Many of these objectives can be sought with active government encouragement but at little public cost.  By way of example, the development in recent years of Tech City in London as a cluster of technological advance provides a good precedent.  Much of the development in technology within the legal system could be encouraged by the establishment of a legal Tech City which, once started, could rapidly grow to a position of global eminence.  It would require modest seed funding and would be dedicated to issues such as online dispute resolution, online advice services, remote access to knowhow and advisers, unbundling of advice, free repositories of case law and knowhow and other features of a digital legal system.  It could have multiple homes in cities such as London, Manchester, Belfast and Bristol.

Many of the outcomes suggested above can be achieved without dependence on government funding.   Government can be a powerful partner but it is a poor master. There are at least three good reasons why we should, wherever possible, avoid a reliance on government funding.  The first is that government procurement rules result in it being a poor innovator.  It lacks the flexibility and the risk appetite which are prerequisites for innovation and it moves too slowly.  Secondly, most good initiatives need to be capable of becoming self sustaining and reliance on government funding tends to prevent organisations from becoming self sustaining and leaves them dangerously exposed to the effect of economic cycles on government support when, if anything, they normally need to be counter cyclical.  Finally, and most obviously, there is no longer an appetite for public borrowing on the scale required to fund these activities through the modern state.

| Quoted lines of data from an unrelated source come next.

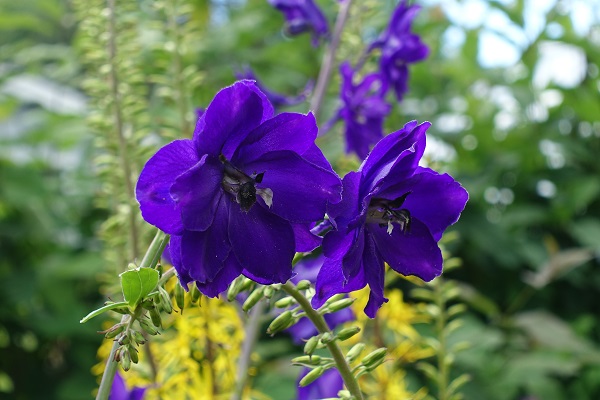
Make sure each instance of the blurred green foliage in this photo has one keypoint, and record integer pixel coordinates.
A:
(526, 152)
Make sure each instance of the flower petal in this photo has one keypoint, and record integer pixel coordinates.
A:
(159, 173)
(263, 243)
(203, 253)
(301, 189)
(234, 112)
(286, 131)
(231, 270)
(412, 253)
(197, 193)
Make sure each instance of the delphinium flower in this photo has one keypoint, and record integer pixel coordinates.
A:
(119, 391)
(326, 386)
(302, 16)
(363, 110)
(277, 99)
(302, 330)
(399, 47)
(392, 210)
(240, 196)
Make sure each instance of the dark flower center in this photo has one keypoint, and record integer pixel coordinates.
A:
(243, 186)
(387, 212)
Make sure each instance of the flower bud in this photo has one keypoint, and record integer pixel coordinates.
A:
(374, 358)
(303, 285)
(179, 296)
(315, 360)
(347, 333)
(311, 376)
(311, 345)
(355, 351)
(285, 302)
(283, 321)
(254, 298)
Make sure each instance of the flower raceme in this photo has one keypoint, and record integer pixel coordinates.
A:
(240, 197)
(391, 211)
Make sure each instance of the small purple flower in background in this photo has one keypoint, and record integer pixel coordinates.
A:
(363, 110)
(400, 47)
(326, 386)
(302, 16)
(277, 100)
(308, 269)
(240, 197)
(119, 391)
(392, 210)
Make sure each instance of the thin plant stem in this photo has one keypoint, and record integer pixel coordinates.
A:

Where then should funding be sought to complement Government support?  The answer must be a mix of private investors, businesses who see a corporate purpose more complex than this year’s bottom line, charitable foundations (whose range is increasing as much of the private wealth of the last thirty years is recycled philanthropically) as well as continued local and central government funding.  Given this mixed audience of potential investors, the legal system needs consciously to make an economic pitch for its share of investment.  The HMCTS Reform Strategy has a base of funding which provides an opportunity for collaborative effort.  It will be more effective if it can extend its collaboration beyond other government agencies.

A more strategic approach might produce some of the following:

  • greater use of social impact bonds and payment by results which involve schemes crossing government departmental boundaries. At present, it is almost impossible to develop a proposal for private funding which involves more than one government department if cost and benefit fall on different sides of the departmental boundary. The growing evidence for savings achievable by early legal interventions in health, housing, social welfare and elsewhere suggests that this is an area of opportunity. The hydra of procurement rules will need to be slain if anything is ever to come from it.
  • new Legal Tech Cities should be encouraged in selected cities – as outlined above, it will be important that centres other than London are included.
  • new incentives for volunteering should be aimed at those with professional skills which can be targeted at areas of need.  Tax credits in return for the time of retired professionals who volunteer to fill advice deserts would be a powerful way of building social cohesion.
  • a Legal SME Institute should be established to be a central point of reference and support for SME’s facing business challenges in the modern digital world. This could also be a clearing house for best practice which could benefit advice agencies building new charging models of low cost delivery alongside their publicly funded or free services.
  • a new movement in the boardrooms of large corporations should be encouraged which supports the rule of law as an objective at least as worthy and valuable as corporate responsibility, diversity or employee engagement.

These objectives, and many others like them, will require a new approach on all sides. It may be time to sympathise with the enemy if the fight is to be worthwhile.